Friday Recap: Bank Earnings, China PPI, Yellen

It looks like we’re going to head into the weekend on an upbeat note thanks largely to, i) bank earnings, and ii) China PPI.

Below, find a bit of Street commentary on results from JPMorgan, Citi, and Wells Fargo courtesy of Bloomberg:

From Goldman’s Richard Ramsden:

  • JPM

    • Strong FICC rev. drives beat

    • Total rev. outperformance driven by FICC, investment banking, “slight” NII beat

    • Neutral/attractive, PT $71

  • C

    • Better FICC drives beat

    • Card growth, reserves “inflecting”

    • C continued to benefit from Costco acquisition, as expected, with accelerating global sales, ANR, rev.; notes ex. Costco in North American, card rev. +1%, first time C’s had positive underlying rev. since before 4Q 2014

    • Notes added $400m in reserves in NA consumer bank to provide for growth

    • Neutral/attractive, PT $50

  • WFC

    • Results in line; concern about sales practices overhangs

    • Buy/attractive, PT $51

From Guggenheim’s Eric Wasserstrom:

  • JPM

    • Operating trends better than recently-reduced expectations, suggesting upside to 2016, 2017 EPS ests.

    • Neutral

  • C

    • Operating rev. beat driven by higher noninterest income on strong y/y results in fixed income trading

    • NII trailed on lower NIM, lower earning assets; expenses higher; provision lower, driven by lower NCOs

    • Results suggest upside to 2016, 2017 EPS ests.

    • Buy

  • WFC

    • Legal, remediation costs likely to undermine asset growth, creating downside risk to 2016, 2017 ests.

    • 3Q reflected weaker NII vs est. on lower NIM, which offset stronger loan growth (driven by C&I, CRE and consumer); notes mortgage banking rev. beat ests.

    • Neutral

Still, sentiment in the space is sour thanks in no small part to the ongoing drama at Deutsche Bank which, quite frankly, may ultimately go the way of Lehman. Shares rose early this morning but green turned to red around lunchtime eastern when WSJ reported that the German government apparently isn’t feeling as benevolent towards the country’s largest lender as it is towards Syrian refugees. Here’s an excerpt:

“Aides to German Chancellor Angela Merkel have told lawmakers the state wouldn't take a stake in Deutsche Bank AG if it were to issue new stock to shore up its thin capital cushion, one person who attended the briefing said.”

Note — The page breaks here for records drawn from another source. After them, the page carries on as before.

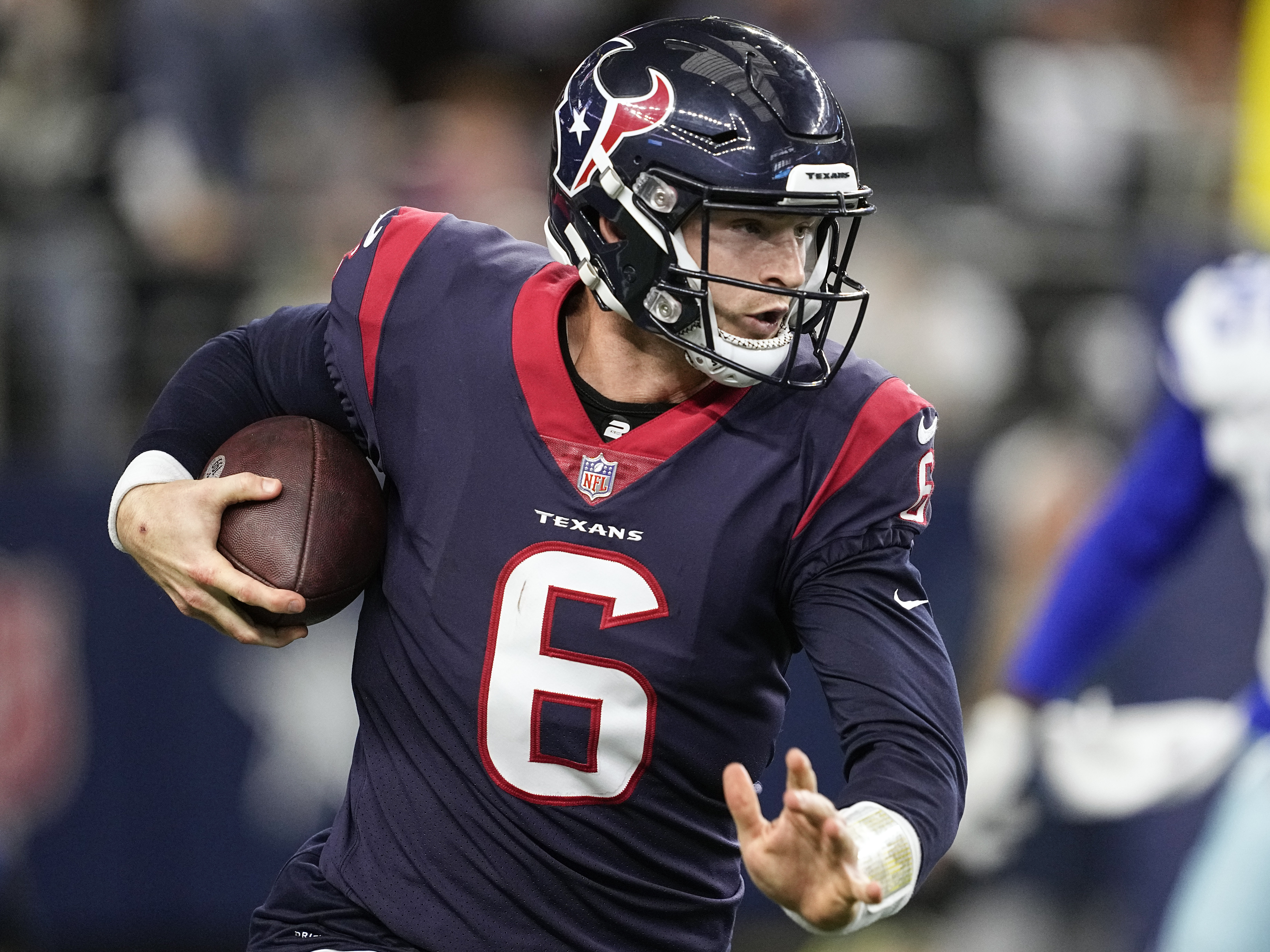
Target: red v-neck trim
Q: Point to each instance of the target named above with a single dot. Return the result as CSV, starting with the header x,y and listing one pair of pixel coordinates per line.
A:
x,y
558,413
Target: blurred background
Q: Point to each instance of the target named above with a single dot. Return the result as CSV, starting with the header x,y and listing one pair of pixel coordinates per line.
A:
x,y
1047,175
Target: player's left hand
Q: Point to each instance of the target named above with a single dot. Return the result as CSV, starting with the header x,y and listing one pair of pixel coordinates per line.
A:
x,y
805,859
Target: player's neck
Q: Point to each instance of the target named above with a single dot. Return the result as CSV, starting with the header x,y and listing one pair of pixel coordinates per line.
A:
x,y
623,362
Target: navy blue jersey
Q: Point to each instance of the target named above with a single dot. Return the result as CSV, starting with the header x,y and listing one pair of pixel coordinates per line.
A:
x,y
572,638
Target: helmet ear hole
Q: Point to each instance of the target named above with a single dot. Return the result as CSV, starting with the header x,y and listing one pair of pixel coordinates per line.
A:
x,y
610,232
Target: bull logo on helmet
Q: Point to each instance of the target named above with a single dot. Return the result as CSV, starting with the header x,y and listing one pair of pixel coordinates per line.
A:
x,y
591,121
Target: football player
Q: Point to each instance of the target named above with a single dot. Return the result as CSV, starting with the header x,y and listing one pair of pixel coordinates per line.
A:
x,y
624,487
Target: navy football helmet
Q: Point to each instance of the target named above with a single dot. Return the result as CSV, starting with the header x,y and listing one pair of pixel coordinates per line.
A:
x,y
691,116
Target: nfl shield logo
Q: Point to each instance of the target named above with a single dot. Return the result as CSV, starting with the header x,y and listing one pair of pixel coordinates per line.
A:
x,y
596,479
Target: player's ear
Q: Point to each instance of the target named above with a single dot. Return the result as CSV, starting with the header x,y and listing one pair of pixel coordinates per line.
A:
x,y
609,232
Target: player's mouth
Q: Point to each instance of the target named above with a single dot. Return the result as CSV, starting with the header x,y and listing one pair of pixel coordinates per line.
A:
x,y
761,326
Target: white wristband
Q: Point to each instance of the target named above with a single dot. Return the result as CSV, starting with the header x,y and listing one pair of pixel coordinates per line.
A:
x,y
150,466
888,852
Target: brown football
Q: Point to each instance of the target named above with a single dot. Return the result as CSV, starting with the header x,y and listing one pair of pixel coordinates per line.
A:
x,y
323,536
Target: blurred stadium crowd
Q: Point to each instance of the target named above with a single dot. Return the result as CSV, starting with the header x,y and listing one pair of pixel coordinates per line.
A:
x,y
1047,176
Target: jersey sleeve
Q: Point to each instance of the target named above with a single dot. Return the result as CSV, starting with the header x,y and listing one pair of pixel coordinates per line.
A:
x,y
875,485
361,294
859,610
272,367
868,630
1161,497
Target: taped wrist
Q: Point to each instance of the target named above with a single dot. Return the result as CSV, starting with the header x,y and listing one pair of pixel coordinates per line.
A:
x,y
150,466
888,852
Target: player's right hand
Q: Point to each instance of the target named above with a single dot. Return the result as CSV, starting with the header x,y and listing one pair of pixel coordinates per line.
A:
x,y
171,528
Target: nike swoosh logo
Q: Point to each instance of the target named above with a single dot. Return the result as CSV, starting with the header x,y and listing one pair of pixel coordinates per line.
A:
x,y
911,606
925,435
376,229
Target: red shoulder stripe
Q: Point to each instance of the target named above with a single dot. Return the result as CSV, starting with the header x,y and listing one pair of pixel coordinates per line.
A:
x,y
886,411
397,245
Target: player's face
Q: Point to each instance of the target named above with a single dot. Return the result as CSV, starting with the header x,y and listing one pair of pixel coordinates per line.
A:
x,y
761,248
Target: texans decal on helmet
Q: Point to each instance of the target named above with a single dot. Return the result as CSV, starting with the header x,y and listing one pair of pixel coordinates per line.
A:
x,y
591,121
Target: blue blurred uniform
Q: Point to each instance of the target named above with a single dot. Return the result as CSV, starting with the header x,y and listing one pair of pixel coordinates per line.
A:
x,y
1217,430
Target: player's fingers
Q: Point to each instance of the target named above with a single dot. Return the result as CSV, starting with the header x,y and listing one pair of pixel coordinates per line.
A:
x,y
839,841
738,791
243,488
218,573
815,808
223,616
798,771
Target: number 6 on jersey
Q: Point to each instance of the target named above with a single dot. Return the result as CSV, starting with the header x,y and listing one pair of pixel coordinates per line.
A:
x,y
523,671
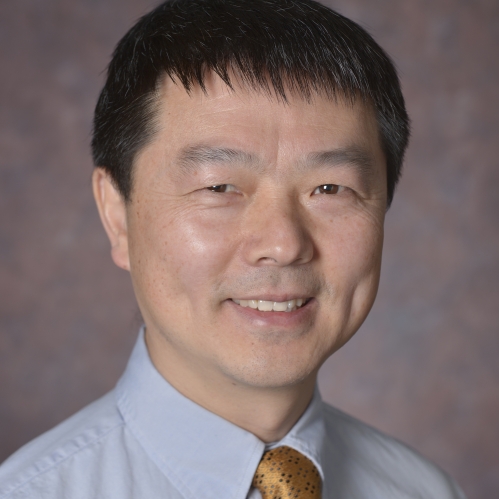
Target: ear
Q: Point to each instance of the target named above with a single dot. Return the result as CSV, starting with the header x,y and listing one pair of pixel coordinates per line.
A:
x,y
112,211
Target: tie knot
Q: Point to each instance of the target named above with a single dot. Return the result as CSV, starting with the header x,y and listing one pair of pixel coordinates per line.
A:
x,y
285,473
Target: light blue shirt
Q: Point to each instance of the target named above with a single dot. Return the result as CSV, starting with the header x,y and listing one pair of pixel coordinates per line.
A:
x,y
144,440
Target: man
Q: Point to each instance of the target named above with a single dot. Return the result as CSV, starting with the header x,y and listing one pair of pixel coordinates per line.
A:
x,y
246,153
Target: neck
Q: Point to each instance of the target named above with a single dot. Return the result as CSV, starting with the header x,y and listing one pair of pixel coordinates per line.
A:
x,y
267,412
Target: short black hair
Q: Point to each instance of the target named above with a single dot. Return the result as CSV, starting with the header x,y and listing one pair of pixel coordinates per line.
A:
x,y
300,45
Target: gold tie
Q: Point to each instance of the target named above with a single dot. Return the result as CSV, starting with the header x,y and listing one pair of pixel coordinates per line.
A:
x,y
284,472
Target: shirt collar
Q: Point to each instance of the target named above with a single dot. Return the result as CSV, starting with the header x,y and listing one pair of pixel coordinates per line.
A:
x,y
202,454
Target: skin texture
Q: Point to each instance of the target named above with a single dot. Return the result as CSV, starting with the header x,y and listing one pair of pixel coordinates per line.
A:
x,y
269,232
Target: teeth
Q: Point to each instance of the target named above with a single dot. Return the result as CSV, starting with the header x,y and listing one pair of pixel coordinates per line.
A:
x,y
272,306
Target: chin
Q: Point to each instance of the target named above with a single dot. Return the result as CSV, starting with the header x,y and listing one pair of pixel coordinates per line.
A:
x,y
272,372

“The fact that Berlin appears to have ruled out any aid for the embattled lender as both unnecessary and politically unfeasible could put Deutsche Bank under renewed pressure as it works to stabilize its share price and stay out of the news while negotiating an acceptable settlement in a U.S. misconduct investigation.”

Then, a couple of hours later, we got this:


As for China PPI, if you believe the NBS (which you probably shouldn’t) factory gate prices rose for the first time in half a decade last month thanks largely to metal and coal. Here’s a visual:

(Chart: Goldman)

But not so fast, Goldman says. This may be attributable to easy compares:

“Our analysis suggests that the recent sequential pickup of headline PPI in 2016 has been due primarily to a depreciation of the RMB and recovery of oil prices. In addition, favorable base effects (falling oil prices over the course of 2015) have contributed to a moderation in year-on-year PPI deflation.”

What’s also interesting to note here is that China has arguably been able to artificially prop up its GDP by tying the deflator more closely to PPI than it should. That is, the NBS just uses PPI as the deflator which, in times of falling commodity prices, allows Beijing to overstate economic output. So what happens if/when PPI begins to rise?

Anyway, that’s speculation. The point is, we got the right recipe to end the week on a positive note, but this will likely be fleeting. As we’ve outlined previously (and at length in our latest e-book), there are too many landmines out there to count, although the Trump allegations have admittedly removed some uncertainty from the equation (no matter who you’re voting for, short-term volatility will almost certainly spike if Trump were to come out ahead).

Meanwhile, Janet Yellen took to talking out of both sides of her mouth Friday afternoon when, at a Boston Fed conference, the chair suggested that an overheating economy might be the best prescription for the damage inflicted by the recession while at the same time acknowledging that “lower for longer” could lead to hyperinflation (she obviously didn’t use that term, but it’s what she meant) and financial asset bubbles.

So that’s your Friday recap.

To be frank, it feels quiet out there. We’ll see how long that lasts.